The types of information considered confidential
Depending on the types of information being revealed and whether one party is revealing confidential information (referred to as a “unilateral NDA”) or both parties are revealing confidential information to each other (a “bilateral NDA”), what’s considered confidential may not be the same for both parties.
It’s also important to strike a balance between being broad enough to cover all of the types of confidential information a party will share, but specific enough to ensure the non-disclosure agreement is enforceable.
Each party’s rights and obligations
Similarly, the confidentiality obligations may apply differently to different parties, depending on who is sharing what and whether the NDA is unilateral or bilateral.
Exceptions to the confidentiality obligations
Most NDAs carve out exceptions for certain situations where you may need to share confidential information, such as discussing it with your lawyer or complying with a legal requirement to share it.
For some types of information, the confidentiality obligations don’t need to last long – information that’s only going to stay private temporarily (like a product launch) or that won’t be nearly as valuable down the road (like fast-changing technology.
Other types of information need to stay confidential much longer (like trade secrets). The balancing principle applies here too, to make sure the duration is long enough to achieve the desired protection but not so long that it’s unenforceable.
Remedies for breach of the NDA
One of the most important considerations in an NDA is what should happen if a party wrongfully reveals confidential information. Remedies are supposed to make up for the consequences you would suffer if your confidential information were disclosed, so the right remedies will depend on the potential consequences.
When should I use an NDA?
The core benefit of NDAs is protecting your proprietary information. Any private information that you believe is valuable to your business should be covered by non-disclosure provisions. Whether an NDA is necessary depends on the type of deal you’re making and whether you need to reveal confidential information before the deal is finalized.
You should be thinking ahead – English law allows for making NDAs more specific further down the line but does not allow widening their scope. Should employees fail to respect the confidentiality of information, the NDA will allow you to sue and recover damages.
When starting a new business, you might not immediately consider ways to protect your assets from future threats. In fact, at the very beginning you may feel that you have no assets to protect.
This could not be further from the truth.
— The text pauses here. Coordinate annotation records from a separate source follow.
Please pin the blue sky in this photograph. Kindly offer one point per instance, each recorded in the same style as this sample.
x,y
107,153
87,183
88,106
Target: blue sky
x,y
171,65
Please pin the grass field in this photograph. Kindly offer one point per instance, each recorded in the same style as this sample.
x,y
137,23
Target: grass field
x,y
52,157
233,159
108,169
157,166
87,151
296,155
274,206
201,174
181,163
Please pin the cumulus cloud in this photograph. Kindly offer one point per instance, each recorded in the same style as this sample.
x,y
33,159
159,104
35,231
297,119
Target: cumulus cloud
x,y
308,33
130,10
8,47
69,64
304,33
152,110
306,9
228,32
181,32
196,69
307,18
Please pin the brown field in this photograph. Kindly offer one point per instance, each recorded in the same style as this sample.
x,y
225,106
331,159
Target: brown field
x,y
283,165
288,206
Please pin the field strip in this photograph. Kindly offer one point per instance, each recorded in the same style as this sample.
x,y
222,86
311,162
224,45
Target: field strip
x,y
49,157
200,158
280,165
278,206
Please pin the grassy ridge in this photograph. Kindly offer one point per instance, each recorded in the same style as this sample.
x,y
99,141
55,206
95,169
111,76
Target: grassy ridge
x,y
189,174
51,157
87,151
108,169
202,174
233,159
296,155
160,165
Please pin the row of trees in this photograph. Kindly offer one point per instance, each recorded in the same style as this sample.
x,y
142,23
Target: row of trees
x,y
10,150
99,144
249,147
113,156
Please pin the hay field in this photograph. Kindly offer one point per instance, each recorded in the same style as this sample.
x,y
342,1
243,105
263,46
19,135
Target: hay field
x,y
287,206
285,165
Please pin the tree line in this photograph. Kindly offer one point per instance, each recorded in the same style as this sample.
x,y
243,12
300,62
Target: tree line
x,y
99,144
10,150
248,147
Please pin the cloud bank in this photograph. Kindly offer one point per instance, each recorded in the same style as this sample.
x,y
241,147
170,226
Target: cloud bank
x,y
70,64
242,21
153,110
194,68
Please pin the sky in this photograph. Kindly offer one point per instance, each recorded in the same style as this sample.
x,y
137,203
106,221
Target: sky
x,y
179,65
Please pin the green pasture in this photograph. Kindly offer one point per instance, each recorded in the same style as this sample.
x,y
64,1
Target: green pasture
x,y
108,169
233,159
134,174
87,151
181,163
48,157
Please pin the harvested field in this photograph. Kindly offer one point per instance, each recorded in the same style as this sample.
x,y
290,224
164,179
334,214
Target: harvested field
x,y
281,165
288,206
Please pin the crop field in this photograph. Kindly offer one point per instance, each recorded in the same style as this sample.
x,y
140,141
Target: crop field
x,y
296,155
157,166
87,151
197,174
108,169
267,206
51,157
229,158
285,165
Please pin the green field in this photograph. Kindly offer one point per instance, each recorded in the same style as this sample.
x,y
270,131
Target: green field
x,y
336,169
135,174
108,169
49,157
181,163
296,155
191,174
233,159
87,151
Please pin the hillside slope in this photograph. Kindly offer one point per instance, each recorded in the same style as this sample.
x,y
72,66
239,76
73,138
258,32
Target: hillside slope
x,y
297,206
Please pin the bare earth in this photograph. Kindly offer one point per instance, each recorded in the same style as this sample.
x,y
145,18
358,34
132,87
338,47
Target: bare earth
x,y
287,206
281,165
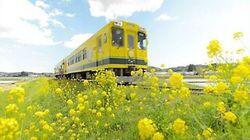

In the early stages of a business, especially a start-up, your ideas and intellectual property can have tremendous value and must be protected at all costs.
NDAs are extremely valuable in the business world, and they’re an important tool to understand when it comes to important business negotiations. A well-drafted NDA gives you added protection when sharing confidential information before a deal is finalized.
NDAs need to be customised to make sure they provide the right protection and will be enforceable if something goes wrong. It’s essential to get bespoke legal advice to ensure your non-disclosure agreement prevents future problems rather than creating them.